OpenAI bergerak cepat meredam spekulasi tersebut. Dalam pernyataan resmi, perusahaan menegaskan komitmennya terhadap Microsoft. "Kemitraan kami dengan Microsoft selalu tentang menghadirkan manfaat AI canggih ke lebih banyak individu dan organisasi. Kami bersemangat untuk terus membangun komitmen bersama ini," tulis OpenAI dalam blog post terkait.
Meski demikian, OpenAI tidak memberikan definisi teknis yang jelas mengenai status "preferred model" ini. Yang pasti, sebutan tersebut menegaskan bahwa perangkat lunak OpenAI akan terus menjadi tulang punggung aplikasi Microsoft. Namun, status ini tidak serta-merta membatalkan temuan laporan Bloomberg sebelumnya.
Perlu dicatat, laporan Bloomberg tidak menyebutkan bahwa OpenAI akan sepenuhnya ditinggalkan. Isu utamanya adalah Microsoft mulai mengandalkan model internal untuk menekan biaya. Penunjukan GPT 5.6 sebagai model utama tidak mengubah fakta bahwa Microsoft tetap mengembangkan model AI sendiri secara paralel.

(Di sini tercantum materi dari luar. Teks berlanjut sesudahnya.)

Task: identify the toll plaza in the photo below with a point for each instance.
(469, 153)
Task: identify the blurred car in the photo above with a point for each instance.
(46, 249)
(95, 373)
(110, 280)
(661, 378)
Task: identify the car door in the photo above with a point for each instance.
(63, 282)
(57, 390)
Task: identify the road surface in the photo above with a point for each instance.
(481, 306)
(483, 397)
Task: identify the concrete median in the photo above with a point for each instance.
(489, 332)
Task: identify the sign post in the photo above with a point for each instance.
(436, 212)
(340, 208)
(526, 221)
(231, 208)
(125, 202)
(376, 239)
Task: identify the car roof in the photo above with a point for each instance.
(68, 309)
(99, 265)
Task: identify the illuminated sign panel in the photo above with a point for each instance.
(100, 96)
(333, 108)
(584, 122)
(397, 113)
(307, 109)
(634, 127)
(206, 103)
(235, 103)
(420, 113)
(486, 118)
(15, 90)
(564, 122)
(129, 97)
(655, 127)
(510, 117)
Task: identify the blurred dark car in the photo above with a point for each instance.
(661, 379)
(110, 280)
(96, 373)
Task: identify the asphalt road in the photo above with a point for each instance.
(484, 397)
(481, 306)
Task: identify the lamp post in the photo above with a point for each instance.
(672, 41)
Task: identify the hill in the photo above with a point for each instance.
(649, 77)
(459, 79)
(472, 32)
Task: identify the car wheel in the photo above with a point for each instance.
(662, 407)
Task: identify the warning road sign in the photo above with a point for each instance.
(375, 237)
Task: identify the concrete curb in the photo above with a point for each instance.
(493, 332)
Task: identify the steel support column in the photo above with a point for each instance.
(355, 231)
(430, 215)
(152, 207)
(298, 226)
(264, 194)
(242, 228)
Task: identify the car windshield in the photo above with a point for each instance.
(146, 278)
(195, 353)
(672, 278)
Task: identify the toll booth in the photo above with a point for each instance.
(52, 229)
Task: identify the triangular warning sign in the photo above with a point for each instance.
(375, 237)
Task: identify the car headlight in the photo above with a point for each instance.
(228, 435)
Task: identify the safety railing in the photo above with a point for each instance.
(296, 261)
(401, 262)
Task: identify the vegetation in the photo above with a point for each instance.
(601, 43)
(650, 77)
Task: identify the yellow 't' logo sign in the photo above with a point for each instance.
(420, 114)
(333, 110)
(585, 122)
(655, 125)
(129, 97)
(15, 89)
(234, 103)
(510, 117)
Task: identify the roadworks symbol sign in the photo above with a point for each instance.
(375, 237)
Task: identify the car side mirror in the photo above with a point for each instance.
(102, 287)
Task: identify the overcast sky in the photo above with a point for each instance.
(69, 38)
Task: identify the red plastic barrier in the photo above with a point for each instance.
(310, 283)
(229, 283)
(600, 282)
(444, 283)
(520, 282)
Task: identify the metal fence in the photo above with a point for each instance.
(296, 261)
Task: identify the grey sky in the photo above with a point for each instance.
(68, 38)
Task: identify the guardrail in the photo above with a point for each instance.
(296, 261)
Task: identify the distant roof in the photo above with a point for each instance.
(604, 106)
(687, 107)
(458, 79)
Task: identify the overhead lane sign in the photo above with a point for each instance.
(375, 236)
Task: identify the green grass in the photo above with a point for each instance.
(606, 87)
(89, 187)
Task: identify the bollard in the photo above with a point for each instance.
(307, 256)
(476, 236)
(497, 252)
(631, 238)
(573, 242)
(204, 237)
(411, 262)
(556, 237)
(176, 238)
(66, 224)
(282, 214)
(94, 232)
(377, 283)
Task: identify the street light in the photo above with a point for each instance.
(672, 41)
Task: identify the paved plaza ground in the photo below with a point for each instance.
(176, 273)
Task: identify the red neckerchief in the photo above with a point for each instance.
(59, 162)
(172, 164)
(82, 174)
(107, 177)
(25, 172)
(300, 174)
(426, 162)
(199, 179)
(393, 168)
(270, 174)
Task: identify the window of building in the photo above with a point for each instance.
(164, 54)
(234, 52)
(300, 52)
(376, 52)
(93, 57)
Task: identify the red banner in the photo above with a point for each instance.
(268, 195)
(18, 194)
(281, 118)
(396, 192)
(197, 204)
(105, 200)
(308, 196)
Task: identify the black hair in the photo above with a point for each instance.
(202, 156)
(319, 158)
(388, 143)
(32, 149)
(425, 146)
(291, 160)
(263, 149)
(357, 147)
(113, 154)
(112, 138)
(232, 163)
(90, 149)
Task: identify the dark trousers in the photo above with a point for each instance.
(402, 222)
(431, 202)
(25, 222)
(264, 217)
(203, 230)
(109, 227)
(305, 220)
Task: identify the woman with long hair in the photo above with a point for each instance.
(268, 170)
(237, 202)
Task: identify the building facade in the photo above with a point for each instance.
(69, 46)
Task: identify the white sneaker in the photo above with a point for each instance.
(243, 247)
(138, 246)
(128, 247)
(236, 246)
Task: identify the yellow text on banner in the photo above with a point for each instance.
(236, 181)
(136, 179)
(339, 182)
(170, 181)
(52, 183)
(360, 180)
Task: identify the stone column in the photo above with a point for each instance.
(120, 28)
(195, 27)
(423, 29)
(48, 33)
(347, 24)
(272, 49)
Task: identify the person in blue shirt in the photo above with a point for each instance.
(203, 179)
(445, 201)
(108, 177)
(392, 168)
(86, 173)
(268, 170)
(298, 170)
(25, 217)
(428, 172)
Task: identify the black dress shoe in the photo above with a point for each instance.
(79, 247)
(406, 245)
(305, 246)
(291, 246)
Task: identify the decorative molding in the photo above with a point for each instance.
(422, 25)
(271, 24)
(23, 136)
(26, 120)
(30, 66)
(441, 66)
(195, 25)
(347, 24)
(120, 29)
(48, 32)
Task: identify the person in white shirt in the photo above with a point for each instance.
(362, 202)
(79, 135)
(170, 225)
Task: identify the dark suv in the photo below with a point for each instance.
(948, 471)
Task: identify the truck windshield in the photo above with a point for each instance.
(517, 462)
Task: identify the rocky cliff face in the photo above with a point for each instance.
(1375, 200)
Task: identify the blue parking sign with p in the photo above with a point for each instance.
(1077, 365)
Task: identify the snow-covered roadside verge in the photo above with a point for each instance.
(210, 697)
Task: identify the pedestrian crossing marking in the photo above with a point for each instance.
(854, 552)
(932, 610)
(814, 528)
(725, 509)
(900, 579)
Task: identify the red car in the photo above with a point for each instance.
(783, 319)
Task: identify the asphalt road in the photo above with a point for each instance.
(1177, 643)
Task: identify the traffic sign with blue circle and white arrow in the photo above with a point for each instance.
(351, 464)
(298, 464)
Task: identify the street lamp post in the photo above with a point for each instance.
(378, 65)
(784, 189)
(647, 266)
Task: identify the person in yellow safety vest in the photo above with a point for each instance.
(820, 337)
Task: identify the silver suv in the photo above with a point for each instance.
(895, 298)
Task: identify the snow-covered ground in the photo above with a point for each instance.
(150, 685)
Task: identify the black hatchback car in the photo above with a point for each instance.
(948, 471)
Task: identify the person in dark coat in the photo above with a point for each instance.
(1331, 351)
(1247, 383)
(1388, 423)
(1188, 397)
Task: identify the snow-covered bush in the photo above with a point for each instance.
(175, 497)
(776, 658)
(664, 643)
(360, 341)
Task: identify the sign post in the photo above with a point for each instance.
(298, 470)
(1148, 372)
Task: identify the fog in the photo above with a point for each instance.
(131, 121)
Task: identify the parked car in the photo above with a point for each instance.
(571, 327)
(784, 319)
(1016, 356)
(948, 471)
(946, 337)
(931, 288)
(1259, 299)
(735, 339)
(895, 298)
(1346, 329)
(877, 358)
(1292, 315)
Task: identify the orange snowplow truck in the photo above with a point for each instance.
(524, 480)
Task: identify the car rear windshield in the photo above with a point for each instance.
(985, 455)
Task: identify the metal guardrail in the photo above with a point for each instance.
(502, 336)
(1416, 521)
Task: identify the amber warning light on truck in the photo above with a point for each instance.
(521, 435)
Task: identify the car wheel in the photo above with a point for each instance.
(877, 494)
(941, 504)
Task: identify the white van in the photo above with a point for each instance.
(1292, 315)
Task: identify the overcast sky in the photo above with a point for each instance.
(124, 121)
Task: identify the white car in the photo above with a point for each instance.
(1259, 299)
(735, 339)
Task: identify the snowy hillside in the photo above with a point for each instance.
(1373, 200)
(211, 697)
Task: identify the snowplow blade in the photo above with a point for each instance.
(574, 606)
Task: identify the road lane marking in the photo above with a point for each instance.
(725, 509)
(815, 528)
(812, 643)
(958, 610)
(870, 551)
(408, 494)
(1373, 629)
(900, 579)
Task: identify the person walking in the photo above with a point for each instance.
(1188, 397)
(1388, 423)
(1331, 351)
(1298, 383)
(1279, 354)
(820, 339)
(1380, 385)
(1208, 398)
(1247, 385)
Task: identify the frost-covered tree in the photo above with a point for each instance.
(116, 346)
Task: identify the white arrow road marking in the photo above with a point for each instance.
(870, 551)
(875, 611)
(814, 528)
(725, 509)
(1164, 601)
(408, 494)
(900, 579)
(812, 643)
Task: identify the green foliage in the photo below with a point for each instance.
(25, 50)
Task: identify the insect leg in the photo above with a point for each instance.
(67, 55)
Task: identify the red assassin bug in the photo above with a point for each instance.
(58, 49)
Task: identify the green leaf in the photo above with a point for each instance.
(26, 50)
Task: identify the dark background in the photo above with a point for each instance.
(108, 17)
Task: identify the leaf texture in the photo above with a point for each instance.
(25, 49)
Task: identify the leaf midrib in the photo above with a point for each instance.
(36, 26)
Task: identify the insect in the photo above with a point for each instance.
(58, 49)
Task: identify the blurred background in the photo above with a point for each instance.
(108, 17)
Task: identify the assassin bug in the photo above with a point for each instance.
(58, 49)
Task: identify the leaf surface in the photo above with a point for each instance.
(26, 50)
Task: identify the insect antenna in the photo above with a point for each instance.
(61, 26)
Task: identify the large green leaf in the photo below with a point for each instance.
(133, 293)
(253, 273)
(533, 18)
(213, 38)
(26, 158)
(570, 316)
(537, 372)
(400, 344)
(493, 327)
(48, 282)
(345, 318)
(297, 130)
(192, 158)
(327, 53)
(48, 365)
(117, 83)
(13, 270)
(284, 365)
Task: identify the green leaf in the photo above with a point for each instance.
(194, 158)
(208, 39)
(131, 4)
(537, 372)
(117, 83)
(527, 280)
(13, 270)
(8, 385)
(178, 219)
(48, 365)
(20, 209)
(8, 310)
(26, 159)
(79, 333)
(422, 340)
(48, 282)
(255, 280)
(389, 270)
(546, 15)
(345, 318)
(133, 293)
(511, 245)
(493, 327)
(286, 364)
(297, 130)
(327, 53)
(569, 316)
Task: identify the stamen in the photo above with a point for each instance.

Bagi pengguna Microsoft 365 Copilot, keputusan ini berarti tidak ada perubahan signifikan dalam pengalaman penggunaan. GPT 5.6 akan terus menjadi otak di balik fitur-fitur AI seperti penulisan dokumen di Word, analisis data di Excel, dan pembuatan presentasi di PowerPoint.
Posisi GPT 5.6 sebagai model utama juga memastikan bahwa pengguna tetap mendapatkan akses ke kemampuan AI terbaru dari OpenAI. Model ini diklaim membawa peningkatan dalam akurasi respons dan pemahaman konteks, yang krusial untuk aplikasi produktivitas tingkat profesional.
Langkah ini menunjukkan strategi ganda yang dijalankan Microsoft. Di satu sisi, raksasa teknologi itu tetap bergantung pada OpenAI untuk model AI premium. Di sisi lain, Microsoft terus mengembangkan MAI sebagai opsi cadangan yang lebih murah.
Pendekatan ini memberi Microsoft fleksibilitas untuk mengelola biaya operasional tanpa mengorbankan kualitas layanan. Untuk pengguna di Indonesia, hal ini berarti tidak ada perubahan dalam layanan Copilot yang sudah berjalan, setidaknya dalam waktu dekat.
Dengan penunjukan GPT 5.6 sebagai model utama, OpenAI dan Microsoft mengirim sinyal jelas bahwa kemitraan mereka masih solid. Meski ada upaya diversifikasi dari Microsoft, GPT 5.6 tetap menjadi andalan untuk aplikasi produktivitas yang digunakan jutaan orang di seluruh dunia, termasuk Indonesia.